Past Event

Plant Walk

Rātapu 30 Mei

Sunday 30 May

2021

Jubilee Park

Pine tree with blue spray painted cross mark

Image courtesy of the artists.

You are warmly invited to join Miranda Bellamy, Amanda Fauteux, and Madison Kelly on a plant-focused loop walk. We will walk together as a group for approximately 45 minutes, briefly stopping at plants to kōrero about their lives and their stories.

The loop track is located in the park commonly known as 'Jubilee Park'. A pre-colonial name for the area between Belleknowes and Mornington, which would likely fall over the area of Jubilee Park, is 'Pokohiwi' meaning shoulder and provided in the book Māori Dunedin (1980). This book also offers the surrounding names Te Rara, meaning the rib, covering the hillside of the Southern Cemetery area and Te Au, meaning the mist, applied to the area above Arthur Street School.

This will be an all weather event, so please dress accordingly and wear robust footwear that you don’t mind getting a little muddy. The path we will take is mostly unpaved bush tracks and there will be some slight changes in elevation. Please visit accessibel to view more information about the terrain. Hot soup and a warm drink will be shared at the conclusion of the walk. Please get in touch with Mya if you would like to discuss any access queries or would like help getting to the meeting place.

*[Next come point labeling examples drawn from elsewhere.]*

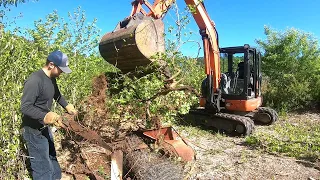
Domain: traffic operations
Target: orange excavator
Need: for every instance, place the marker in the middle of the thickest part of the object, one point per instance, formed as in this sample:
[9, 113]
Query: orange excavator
[231, 93]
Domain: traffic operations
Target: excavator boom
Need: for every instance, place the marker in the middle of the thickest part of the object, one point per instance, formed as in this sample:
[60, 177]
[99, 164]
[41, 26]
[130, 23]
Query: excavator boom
[138, 40]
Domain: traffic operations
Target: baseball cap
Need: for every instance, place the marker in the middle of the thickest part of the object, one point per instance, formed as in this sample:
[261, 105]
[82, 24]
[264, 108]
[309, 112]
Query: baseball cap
[60, 59]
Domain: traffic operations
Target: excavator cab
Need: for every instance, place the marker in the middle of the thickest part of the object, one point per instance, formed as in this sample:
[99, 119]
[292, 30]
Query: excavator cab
[241, 76]
[231, 98]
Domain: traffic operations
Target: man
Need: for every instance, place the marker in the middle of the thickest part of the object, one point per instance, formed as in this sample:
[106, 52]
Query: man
[39, 91]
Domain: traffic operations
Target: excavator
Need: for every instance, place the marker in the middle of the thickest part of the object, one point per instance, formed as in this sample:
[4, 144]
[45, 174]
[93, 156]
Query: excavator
[231, 99]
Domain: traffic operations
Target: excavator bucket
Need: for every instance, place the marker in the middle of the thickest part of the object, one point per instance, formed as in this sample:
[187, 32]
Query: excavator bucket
[134, 42]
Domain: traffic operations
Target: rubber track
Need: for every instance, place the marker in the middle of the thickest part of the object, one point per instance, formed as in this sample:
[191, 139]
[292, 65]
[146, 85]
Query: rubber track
[230, 118]
[271, 112]
[247, 122]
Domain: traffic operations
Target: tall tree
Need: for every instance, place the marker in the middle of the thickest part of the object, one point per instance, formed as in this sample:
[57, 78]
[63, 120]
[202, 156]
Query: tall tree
[291, 62]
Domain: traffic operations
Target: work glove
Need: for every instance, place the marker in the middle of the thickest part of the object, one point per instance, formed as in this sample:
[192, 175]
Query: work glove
[71, 110]
[53, 118]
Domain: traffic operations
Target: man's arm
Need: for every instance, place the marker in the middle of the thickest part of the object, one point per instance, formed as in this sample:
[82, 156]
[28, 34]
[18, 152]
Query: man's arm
[31, 91]
[57, 95]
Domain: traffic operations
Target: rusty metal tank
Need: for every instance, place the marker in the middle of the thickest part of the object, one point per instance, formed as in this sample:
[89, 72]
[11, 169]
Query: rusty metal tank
[135, 42]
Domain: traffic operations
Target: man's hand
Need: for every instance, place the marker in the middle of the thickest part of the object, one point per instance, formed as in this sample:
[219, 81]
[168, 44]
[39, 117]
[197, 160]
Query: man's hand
[71, 110]
[53, 118]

Meet at the parking area near the intersection of Serpentine Ave and Canongate.

The artists would like to sincerely thank CNZ for their support in realising radiata and the associated public programming. 

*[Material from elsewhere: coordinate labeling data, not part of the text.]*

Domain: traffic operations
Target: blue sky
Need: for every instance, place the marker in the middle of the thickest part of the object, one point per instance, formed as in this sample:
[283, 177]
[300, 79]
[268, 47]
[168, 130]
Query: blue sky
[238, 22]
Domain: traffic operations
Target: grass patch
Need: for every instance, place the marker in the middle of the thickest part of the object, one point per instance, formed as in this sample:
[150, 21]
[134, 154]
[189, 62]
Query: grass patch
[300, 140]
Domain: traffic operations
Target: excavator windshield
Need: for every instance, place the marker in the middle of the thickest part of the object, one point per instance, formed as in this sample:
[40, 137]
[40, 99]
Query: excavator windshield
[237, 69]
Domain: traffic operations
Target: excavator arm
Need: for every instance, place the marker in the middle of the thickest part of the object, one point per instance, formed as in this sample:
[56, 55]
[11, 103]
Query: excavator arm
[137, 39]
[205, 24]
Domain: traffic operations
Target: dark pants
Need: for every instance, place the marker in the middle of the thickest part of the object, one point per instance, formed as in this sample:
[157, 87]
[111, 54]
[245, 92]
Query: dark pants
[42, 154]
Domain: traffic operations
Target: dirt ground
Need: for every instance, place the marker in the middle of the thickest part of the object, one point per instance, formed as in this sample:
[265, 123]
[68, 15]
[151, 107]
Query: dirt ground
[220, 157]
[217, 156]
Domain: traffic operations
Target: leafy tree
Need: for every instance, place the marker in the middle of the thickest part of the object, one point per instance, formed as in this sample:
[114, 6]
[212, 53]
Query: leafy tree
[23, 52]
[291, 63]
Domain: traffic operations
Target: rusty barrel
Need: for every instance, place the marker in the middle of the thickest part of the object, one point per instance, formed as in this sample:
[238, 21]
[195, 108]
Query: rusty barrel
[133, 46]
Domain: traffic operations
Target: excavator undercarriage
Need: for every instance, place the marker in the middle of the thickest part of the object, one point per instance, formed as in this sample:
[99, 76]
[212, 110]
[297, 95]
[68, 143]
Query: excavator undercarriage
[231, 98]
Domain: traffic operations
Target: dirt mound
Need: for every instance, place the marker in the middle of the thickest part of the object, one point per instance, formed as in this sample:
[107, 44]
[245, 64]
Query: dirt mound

Miranda Bellamy and Amanda Fauteux

Miranda Bellamy and Amanda Fauteux are partners and artistic collaborators whose practice of listening to plants enables the critical revision of human histories through interdisciplinary and site-specific projects. They have responded to the stories of plants from the overgrown urban berms of New York City and hollowed-out forests of Vermont, to Aotearoa where their practice has held the tension between endemic and introduced plants. Bellamy holds a BFA from the Dunedin School of Art and Fauteux holds an MFA from Concordia University in Montréal. In June 2020 they were digital artists-in-residence with Artspace Aotearoa. They have been collaborating since 2019 and live in Ōtepoti.

www.mirandabellamy.com, @_miranda_was_here__
www.amandafauteux.com, @amanda.fauteux

 

Madison Kelly

(Kāi Tahu, Pākehā) is an Ōtepoti based artist, and lead guide at Orokonui Ecosanctuary. Grounded in drawing and field recording processes, her practice is concerned with nature-cultures in an unstable era.